Across the line of scrimmage, a group of guys who might never see the field had been replaced by a defensive unit that has proven to be one of the best at stuffing the rush in the nation.
And instead of executing out of the Ohio State playbook, the job during the week was instead to provide a look at what the opponents did on the ground instead of doing what had become so familiar for nearly two years.
But rather than drop his head or mail in the effort while serving his three-game suspension last month on the scout team, Carlos Hyde instead tried to turn that rare look at how the other half of the roster lives into a benefit for his own game. Based on the early returns since his punishment ended, the senior might have come out of it even more deadly on the ground than before.
“It was our scout-team offensive line going against the [starting] defensive line, and those guys aren’t easy to block,” Hyde said. “So you’ve got to make something happen. That kind of helped me out with getting in the open field, making moves on guys, because that’s the only thing you can do over there.
“I’m not trying to run my teammates over; I’m trying to make a move and make a guy miss and get up the field. That kind of helped me out, bringing that over to our offense.”
The Buckeyes obviously would have preferred to have Hyde in the offensive fold all along this season, though his role in an off-the-field incident in July kept him out of the picture for effectively all of the nonconference action.
Hyde was never charged with a crime, but coach Urban Meyer issued his own disciplinary sentence anyway and made it clear there would be standards the leading scorer from last season would have to meet before he could return to the team -- let alone the starting lineup.
Along the way, Hyde searched for ways to make both himself and his teammates better on the field even when he couldn’t play on the weekend. He was far away from the spotlight, forced to go back to doing the thankless work a first-teamer could conceivably take for granted.

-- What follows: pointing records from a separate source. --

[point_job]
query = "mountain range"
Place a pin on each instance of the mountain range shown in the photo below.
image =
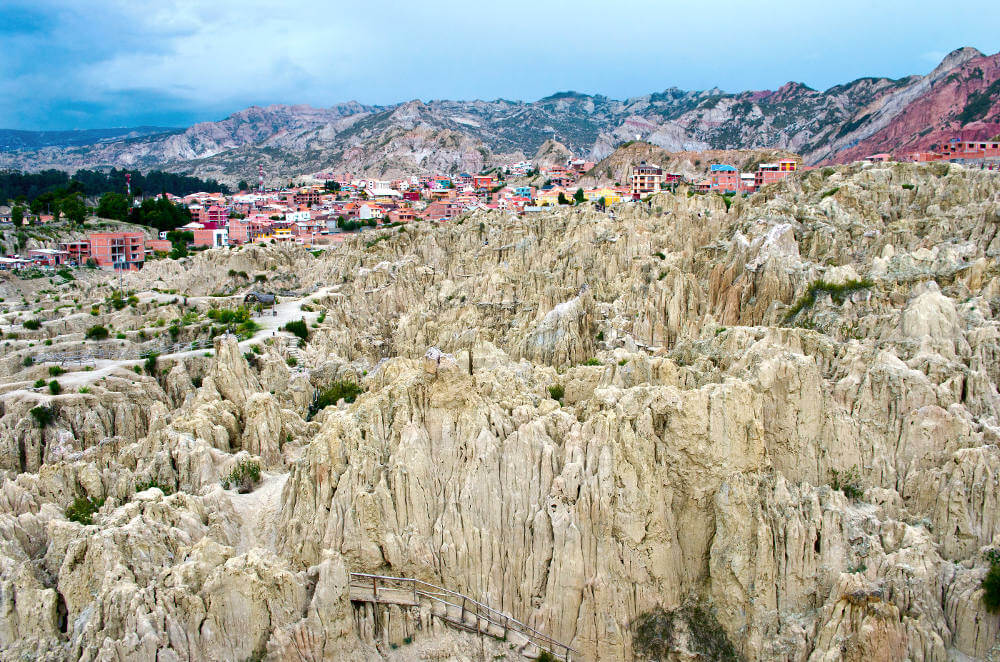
(961, 96)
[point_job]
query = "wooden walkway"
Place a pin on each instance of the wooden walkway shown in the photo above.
(459, 611)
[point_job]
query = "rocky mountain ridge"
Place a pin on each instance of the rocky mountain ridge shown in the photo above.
(766, 427)
(836, 125)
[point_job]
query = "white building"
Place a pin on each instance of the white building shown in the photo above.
(297, 216)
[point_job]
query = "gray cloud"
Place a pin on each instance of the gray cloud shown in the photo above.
(70, 64)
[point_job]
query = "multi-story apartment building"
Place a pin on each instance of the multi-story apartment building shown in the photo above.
(646, 178)
(118, 250)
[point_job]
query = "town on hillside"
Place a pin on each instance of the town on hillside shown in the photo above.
(321, 214)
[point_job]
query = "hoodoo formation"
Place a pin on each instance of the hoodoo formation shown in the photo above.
(760, 428)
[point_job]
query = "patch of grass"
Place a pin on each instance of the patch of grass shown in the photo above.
(298, 328)
(43, 416)
(82, 510)
(838, 292)
(848, 482)
(345, 390)
(244, 477)
(97, 332)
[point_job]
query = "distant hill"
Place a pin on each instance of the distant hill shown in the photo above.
(12, 140)
(840, 124)
(615, 167)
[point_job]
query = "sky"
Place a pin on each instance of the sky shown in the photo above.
(80, 64)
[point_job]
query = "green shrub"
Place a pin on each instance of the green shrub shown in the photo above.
(43, 416)
(82, 510)
(298, 328)
(991, 583)
(97, 332)
(838, 293)
(347, 391)
(244, 477)
(848, 482)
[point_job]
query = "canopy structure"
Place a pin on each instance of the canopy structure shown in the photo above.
(262, 298)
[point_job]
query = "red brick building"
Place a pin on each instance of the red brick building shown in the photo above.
(119, 250)
(77, 251)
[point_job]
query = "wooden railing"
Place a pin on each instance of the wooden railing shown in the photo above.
(395, 588)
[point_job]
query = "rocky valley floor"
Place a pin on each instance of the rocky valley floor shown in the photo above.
(763, 429)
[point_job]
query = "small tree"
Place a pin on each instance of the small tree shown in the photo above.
(97, 332)
(244, 477)
(74, 209)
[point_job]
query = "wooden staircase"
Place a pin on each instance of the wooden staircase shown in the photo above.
(460, 611)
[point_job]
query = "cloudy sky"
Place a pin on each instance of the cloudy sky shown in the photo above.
(105, 63)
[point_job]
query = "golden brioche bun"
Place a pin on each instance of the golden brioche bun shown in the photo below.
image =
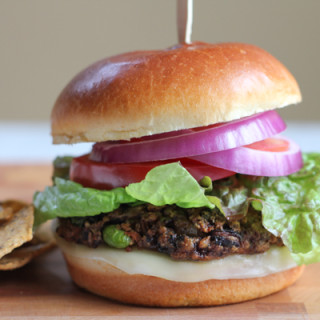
(104, 279)
(148, 92)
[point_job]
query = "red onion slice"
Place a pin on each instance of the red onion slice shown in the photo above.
(255, 162)
(190, 142)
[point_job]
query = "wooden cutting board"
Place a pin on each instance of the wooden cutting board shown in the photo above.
(43, 289)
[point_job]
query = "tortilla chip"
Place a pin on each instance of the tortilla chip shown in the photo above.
(21, 256)
(17, 230)
(17, 244)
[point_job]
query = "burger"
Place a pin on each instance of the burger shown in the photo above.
(189, 196)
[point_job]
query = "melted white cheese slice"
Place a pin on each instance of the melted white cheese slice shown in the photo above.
(160, 265)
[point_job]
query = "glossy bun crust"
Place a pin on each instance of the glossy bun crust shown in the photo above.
(147, 92)
(105, 280)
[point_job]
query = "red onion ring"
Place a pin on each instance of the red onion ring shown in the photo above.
(190, 142)
(255, 162)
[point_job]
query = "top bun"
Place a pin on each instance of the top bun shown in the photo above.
(147, 92)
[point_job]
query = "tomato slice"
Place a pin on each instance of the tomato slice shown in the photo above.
(106, 176)
(270, 144)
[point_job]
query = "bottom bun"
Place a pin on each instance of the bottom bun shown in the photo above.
(105, 280)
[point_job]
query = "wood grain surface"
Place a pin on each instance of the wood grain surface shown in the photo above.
(43, 289)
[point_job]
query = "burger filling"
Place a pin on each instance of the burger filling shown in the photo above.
(184, 234)
(172, 213)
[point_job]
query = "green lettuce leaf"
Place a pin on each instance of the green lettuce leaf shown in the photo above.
(170, 184)
(167, 184)
(291, 209)
(70, 199)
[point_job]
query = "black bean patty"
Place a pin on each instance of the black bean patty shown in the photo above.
(184, 234)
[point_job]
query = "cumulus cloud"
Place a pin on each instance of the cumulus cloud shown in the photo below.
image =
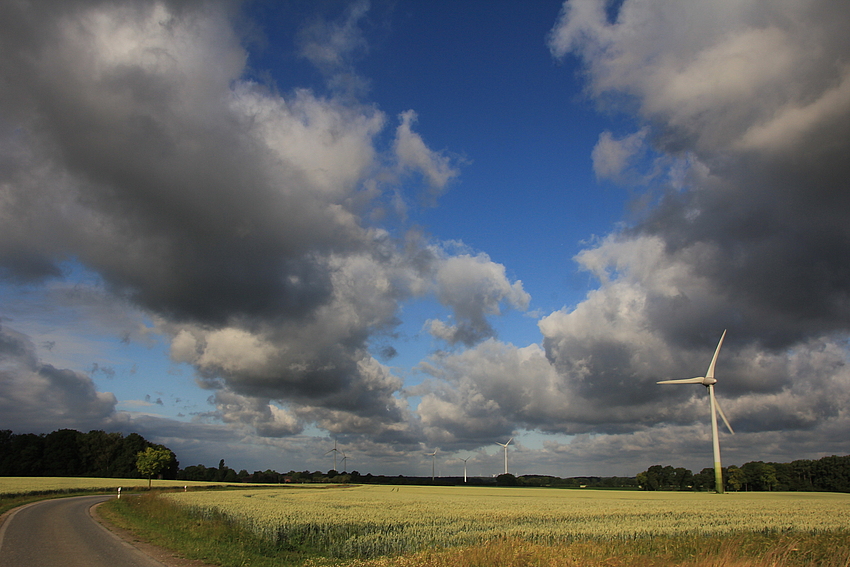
(33, 394)
(750, 237)
(236, 218)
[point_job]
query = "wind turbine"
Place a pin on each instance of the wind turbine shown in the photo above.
(433, 463)
(505, 445)
(709, 381)
(464, 467)
(334, 451)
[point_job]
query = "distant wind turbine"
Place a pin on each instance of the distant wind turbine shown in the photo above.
(433, 463)
(505, 445)
(464, 467)
(334, 451)
(709, 381)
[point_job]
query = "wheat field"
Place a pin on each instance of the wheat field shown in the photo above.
(372, 521)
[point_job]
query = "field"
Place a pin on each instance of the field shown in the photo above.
(372, 521)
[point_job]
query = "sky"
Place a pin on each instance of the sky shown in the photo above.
(251, 230)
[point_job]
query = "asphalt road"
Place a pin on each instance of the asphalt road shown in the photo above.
(62, 533)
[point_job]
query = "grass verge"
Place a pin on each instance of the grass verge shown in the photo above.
(219, 541)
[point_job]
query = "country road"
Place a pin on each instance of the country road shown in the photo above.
(62, 533)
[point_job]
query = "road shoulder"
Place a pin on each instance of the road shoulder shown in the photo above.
(167, 557)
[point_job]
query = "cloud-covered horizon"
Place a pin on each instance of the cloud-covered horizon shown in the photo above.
(264, 234)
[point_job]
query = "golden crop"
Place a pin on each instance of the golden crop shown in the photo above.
(370, 521)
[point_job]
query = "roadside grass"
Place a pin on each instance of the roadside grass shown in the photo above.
(218, 540)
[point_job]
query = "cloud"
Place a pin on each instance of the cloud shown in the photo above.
(474, 287)
(412, 153)
(750, 237)
(33, 394)
(612, 156)
(233, 217)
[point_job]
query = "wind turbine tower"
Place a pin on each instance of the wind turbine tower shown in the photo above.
(433, 463)
(505, 445)
(709, 381)
(334, 451)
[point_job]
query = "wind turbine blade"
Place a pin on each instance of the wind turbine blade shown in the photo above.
(697, 380)
(710, 372)
(723, 415)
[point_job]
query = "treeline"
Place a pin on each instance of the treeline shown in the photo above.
(828, 474)
(67, 452)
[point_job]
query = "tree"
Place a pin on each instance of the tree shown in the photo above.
(735, 478)
(153, 461)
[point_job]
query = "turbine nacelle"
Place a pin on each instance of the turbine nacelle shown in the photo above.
(709, 381)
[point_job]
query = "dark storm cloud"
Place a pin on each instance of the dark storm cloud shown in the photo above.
(231, 214)
(742, 138)
(39, 397)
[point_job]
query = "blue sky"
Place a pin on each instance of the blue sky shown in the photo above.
(246, 230)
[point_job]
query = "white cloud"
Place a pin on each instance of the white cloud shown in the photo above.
(412, 153)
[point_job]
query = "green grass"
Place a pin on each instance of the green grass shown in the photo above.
(221, 540)
(214, 538)
(20, 485)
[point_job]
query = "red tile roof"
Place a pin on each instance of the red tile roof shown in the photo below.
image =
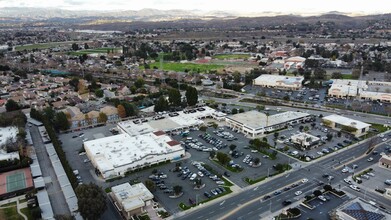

“I wish I could raise every back that way,” running backs coach Stan Drayton said. “I wish I could send every back down to the scout team for a few weeks because the positives of it are, No. 1, you're going to play through contact, for sure. You're playing against a younger offensive line and you're not getting the movement that [a running back is used to].
“Things are not very clean, so now you're forced to really enhance the skill set of playing on contact, playing through contact, spinning off of things, staying true to your footwork and your landmark. ... Being a starting tailback a year ago and having to play a backup role and a service role to this football team made him extremely hungry.”
The Buckeyes are keeping him well fed now, and they aren’t likely to slow down as long as Hyde maintains an appetite.
In two critical Big Ten games since his season debut in a cameo against Florida A&M, Ohio State has handed Hyde the ball 43 times for 253 yards and he’s picked up right where he left off as a touchdown machine, banging in three of them in a tight win over Northwestern.
Figuring out exactly how many of the career-high 168 yards against the Wildcats to attribute to his work on the scout team is impossible to do, and that stint didn’t come without its share of negatives, either.
Hyde had to make a transition back to the standard playbook and get used to playing behind a veteran offensive line again. Judging by the tears he shed after the Northwestern victory while recounting how he let down the Buckeyes over the summer, there were some emotions to deal with on the road back to the lineup as well.
But particularly on the field in a different role thanks to the punishment, Hyde appears to have made the most of the lesson.
“I think, mentally, it was an unbelievable advantage for him,” Drayton said. “It made him not take for granted the opportunities that he has in front of him.”